Когда наступило Послесловие, он, распятый старческой неподвижностью, в последнем накатившем приступе бессильного отчаяния осознал, что подходит к концу заключительный отрезок жизни, рыхлый и вязкий, как тесто, где мягко исчезает в глубине любая брошенная вещица. Пришло время утонуть в смертельной густоте тишины. Одинокий и больной, не способный удержать даже карандаш, чтобы положить на бумагу не сказанные последние слова, он лежал на мятом постельном белье и вбирал в себя запах дряхлости бессмысленного долголетия. Глаза смотрели на перегоревший прозрачный зрачок электрической лампочки под потолком.

Послесловие было молчаливым и сумрачным, не оставляющим надежд, как истлевшая одежда на умершем в пустыне путнике, кости которого облизывает шершавым языком знойный ветер.

Зачем человеку старость, если он валится в её морщинистые руки безвольным мешком, не приобретя за жизнь ни мудрости, ни веры в Бога? Даже его склизкое, без форм и костей «я» не удержится бок о бок с ним на смертном одре. Без света и спутника отправится он по неведомым коридорам туда, где не знающие жалости Ваятели замесят из его праха новый зародыш и вложат его в жидкую колыбель очередного материнского лона, чтобы однажды он снова появился посреди людей и, согласно незыблемым законам, ещё раз прошёл человеческий путь, постигая упущенное.

Послесловие означало приближение Тишины, и это пугало, потому что, ничего не поняв, он оставлял жизнь и погружался в Беззвучие, не зная, какие вопросы следует задавать.

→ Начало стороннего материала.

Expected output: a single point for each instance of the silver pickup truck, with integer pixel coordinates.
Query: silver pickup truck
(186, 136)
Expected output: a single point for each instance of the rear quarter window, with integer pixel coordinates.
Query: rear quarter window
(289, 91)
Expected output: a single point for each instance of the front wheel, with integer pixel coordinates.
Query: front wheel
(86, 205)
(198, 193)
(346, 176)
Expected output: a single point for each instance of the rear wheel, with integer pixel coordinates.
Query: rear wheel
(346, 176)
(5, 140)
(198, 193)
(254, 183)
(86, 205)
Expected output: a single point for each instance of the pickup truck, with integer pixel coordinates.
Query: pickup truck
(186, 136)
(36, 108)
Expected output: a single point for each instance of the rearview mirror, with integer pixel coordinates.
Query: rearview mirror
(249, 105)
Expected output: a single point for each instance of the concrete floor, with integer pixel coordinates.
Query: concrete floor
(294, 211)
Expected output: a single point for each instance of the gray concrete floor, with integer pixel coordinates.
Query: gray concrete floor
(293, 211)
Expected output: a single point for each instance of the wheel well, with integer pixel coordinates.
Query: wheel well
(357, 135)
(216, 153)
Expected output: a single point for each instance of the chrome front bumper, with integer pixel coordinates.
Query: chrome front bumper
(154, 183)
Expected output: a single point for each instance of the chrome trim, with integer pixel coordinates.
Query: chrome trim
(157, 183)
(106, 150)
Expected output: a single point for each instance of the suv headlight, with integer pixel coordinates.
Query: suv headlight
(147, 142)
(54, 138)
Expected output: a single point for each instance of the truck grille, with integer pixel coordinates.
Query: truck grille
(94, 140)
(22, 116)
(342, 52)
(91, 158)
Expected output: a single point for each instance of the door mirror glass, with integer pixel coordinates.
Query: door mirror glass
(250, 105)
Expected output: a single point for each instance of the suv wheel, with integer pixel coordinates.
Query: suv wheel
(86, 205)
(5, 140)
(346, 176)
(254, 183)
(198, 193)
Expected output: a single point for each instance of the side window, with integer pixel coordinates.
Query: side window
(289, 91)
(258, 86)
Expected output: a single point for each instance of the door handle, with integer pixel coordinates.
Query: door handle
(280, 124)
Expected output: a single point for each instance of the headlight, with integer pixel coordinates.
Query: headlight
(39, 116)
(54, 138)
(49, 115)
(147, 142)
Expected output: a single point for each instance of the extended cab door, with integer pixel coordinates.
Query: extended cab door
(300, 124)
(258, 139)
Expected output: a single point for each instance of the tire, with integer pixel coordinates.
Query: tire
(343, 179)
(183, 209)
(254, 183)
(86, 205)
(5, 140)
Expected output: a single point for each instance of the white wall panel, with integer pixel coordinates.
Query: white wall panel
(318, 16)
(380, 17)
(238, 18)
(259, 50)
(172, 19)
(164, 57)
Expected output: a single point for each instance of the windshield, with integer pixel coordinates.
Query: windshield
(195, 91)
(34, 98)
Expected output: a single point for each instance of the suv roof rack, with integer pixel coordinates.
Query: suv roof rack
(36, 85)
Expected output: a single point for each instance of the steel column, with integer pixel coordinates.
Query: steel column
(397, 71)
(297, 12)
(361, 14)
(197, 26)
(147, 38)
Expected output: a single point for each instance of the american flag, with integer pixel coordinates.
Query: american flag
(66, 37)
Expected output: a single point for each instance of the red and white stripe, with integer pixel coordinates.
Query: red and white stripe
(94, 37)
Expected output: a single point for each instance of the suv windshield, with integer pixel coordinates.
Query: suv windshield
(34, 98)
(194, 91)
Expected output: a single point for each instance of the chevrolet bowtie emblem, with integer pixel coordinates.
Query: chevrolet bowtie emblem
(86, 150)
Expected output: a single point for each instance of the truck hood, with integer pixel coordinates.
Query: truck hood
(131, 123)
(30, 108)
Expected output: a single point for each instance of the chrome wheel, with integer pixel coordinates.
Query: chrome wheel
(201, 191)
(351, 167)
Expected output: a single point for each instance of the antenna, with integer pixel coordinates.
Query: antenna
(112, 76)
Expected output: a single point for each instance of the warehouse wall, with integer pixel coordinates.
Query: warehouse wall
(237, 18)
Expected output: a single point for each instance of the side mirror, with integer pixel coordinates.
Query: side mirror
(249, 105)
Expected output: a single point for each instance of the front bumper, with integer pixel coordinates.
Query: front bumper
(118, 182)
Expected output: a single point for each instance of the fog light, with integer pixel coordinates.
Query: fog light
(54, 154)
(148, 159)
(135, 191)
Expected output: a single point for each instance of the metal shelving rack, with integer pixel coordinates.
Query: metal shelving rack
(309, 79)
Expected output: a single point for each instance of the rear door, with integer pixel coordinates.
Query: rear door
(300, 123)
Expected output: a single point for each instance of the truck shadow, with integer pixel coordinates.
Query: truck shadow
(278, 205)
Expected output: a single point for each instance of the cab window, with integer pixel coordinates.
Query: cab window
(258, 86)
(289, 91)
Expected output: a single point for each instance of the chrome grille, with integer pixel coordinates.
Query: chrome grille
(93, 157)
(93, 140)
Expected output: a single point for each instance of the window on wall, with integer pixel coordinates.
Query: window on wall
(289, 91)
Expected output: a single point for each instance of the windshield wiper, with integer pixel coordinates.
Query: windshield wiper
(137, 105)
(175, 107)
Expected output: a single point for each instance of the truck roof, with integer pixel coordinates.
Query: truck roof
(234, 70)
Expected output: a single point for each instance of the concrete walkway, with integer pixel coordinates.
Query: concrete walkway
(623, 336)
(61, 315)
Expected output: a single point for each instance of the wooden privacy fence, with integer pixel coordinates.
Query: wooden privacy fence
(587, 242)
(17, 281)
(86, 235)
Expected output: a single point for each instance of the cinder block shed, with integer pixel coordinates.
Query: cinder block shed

Месяца за два до того, как тело его превратилось в вялую, почти бескровную куклу, он неожиданно ощутил соприкосновение своего рассудка с невидимой тканью (поэт, вероятно, назвал бы подобное состояние благословенным величием мира). Чьё–то дыхание щедро отогрело его память, и он увидел свою пёструю жизнь, словно это было гигантское свеженаписанное полотно, ещё отблёскивающее маслом на свету и густо пахнущее. Он вцепился в авторучку и принялся торопливо пересказывать увиденное. Строчки текли одна за другой. Он вспоминал и пересматривал по много раз ушедшие дни, но память не наполняла сердце пониманием. Радость, слёзы умиления и боль ложились на желтоватую бумагу; от осознания же (волшебно–спасительного) не было и следа. И мелодия жизни услышанная, но не поддержанная, улетучилась.

ГЛАВА ВТОРАЯ

Я родился давно. Говорят, мой первый крик раздался в обеденное время и был похож на кашель поперхнувшегося ребёнка. Сам я не помню. По крайней мере, время моего появления на свет не сделало меня большим любителем обильного обеда. Хотя временами меня охватывал самый настоящий жор, который можно встретить разве что в гротескном фильме. Тогда обильная слюна выделялась у меня при виде жирных капель на коричневой (где временами попадались волосики среди набухших пупырышков) корочке запечённого в духовке гуся или при виде растёкшейся кремовой лавы на пористых ломтях сочного бисквита.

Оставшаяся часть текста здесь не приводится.